Why ever not? There's been a recession on, and it's not as if we're unaccustomed to the two-for-a-tenner tango. Deep discounting and voucher schemes are now commonplace at high street restaurants such as The Real Greek, Pizza Express, Carluccio's, Yo! Sushi, Masala Zone, Loch Fyne, Strada, Zizzi, Prezzo and Ask: it's so entrenched that some restaurateurs now doubt that customers will ever willingly pay full price again.

But a lot depends on the kind of restaurant you're in, and the kind of experience you're looking for. Having discussed with your waiter the nether reaches of the wine list or weighed up the merits of Quicke's versus Keen's over the cheeseboard, are you willing to look him in the eye come totting-up time and say, "Hang on, I've got a voucher"? We are, of course, eager to hear your tales of successful and unsuccessful coupon-brandishing and possible mortification therein, but Jain believes that there's a time and a place for discretion.

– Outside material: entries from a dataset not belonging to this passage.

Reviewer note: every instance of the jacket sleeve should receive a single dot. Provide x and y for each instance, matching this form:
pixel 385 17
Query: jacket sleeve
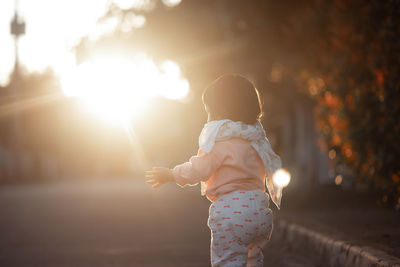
pixel 198 168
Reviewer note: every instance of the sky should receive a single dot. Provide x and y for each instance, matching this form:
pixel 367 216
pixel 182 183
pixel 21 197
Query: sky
pixel 53 27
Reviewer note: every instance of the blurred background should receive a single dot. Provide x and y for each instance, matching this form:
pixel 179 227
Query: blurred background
pixel 94 92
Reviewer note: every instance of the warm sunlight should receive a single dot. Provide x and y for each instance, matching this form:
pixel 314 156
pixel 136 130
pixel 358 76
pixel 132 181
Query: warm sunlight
pixel 281 178
pixel 117 87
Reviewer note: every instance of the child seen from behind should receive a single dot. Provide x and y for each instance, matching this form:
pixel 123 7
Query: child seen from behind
pixel 234 165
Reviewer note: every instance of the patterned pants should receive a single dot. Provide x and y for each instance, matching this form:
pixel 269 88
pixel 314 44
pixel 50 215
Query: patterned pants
pixel 241 225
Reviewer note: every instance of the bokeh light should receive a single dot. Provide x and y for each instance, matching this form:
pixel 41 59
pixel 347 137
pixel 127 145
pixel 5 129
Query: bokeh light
pixel 117 87
pixel 281 178
pixel 338 179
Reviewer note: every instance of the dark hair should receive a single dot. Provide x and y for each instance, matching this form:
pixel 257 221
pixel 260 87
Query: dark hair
pixel 233 97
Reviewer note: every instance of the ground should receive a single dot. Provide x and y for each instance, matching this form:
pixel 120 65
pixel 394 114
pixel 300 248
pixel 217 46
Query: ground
pixel 119 223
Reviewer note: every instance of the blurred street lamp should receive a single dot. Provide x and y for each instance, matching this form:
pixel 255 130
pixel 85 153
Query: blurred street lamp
pixel 281 178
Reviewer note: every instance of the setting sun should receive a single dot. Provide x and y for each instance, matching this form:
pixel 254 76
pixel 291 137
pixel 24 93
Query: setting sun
pixel 117 87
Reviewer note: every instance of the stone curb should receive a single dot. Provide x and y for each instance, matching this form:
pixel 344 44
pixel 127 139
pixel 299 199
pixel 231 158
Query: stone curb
pixel 333 252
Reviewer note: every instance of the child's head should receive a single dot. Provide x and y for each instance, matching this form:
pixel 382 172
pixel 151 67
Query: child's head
pixel 232 97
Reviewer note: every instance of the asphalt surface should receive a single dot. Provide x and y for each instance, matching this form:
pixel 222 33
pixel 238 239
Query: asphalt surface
pixel 119 223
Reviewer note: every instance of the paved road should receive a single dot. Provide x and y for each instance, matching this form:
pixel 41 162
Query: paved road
pixel 111 224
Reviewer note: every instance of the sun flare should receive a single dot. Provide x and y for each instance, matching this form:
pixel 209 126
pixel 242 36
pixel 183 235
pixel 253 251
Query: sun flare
pixel 117 88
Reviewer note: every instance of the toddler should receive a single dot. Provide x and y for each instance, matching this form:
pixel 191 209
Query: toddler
pixel 234 165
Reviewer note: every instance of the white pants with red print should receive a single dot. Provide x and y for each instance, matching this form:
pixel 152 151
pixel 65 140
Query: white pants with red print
pixel 241 225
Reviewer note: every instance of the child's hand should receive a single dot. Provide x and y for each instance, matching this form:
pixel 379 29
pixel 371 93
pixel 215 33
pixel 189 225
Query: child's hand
pixel 159 176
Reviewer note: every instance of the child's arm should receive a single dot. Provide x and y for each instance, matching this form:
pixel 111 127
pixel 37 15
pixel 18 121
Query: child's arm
pixel 198 168
pixel 159 176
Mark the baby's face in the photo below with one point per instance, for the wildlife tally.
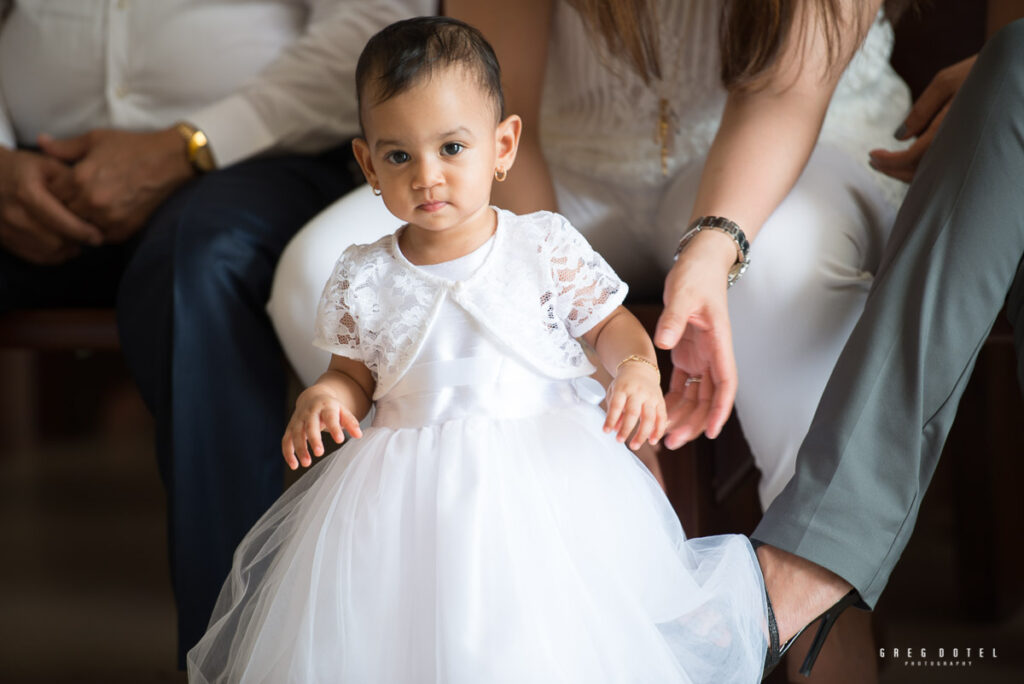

"If I was out to dinner with someone I'd been dating for a year and a half," he says, "I'd be bragging about getting money off. But if it was a second date, it might be different." There are many other occasions, work and social, when it's feasible that the host or hostess might not want their guests to know that they are being wined and dined at a discount. And, of course, the smarter the restaurant, the less willing they may be to cheapen themselves in public by offering explicit deals despite a pressing need to get bums on seats. There's a complicity here - the restaurant needs the business, the customer needs the discount, but neither necessarily wish to shout about it.

What's the catch? Jain's model operates on the same lines as flight ticketing, with prices lower at quiet times. Like airlines restaurants have a high level of fixed costs, but varied demand ? and Table7 is designed to entice customers into restaurants at off-peak times. Our explorations reveal some slots you'd want: 12.15pm for lunch and 7pm for dinner at L'Autre Pied on a Thursday, with 30% off the bill, or a 1.30pm lunch or 7pm dinner at Maze with 20% off. Of course, there are also some more eccentric timeslots, like dinner at 6.30pm or 10pm at Eight Over Eight. Would you want to know whether your date or host is an insatiable but discreet bargain hunter (which some consider an excellent quality for a future ally in business or love)? If so, try checking your watch.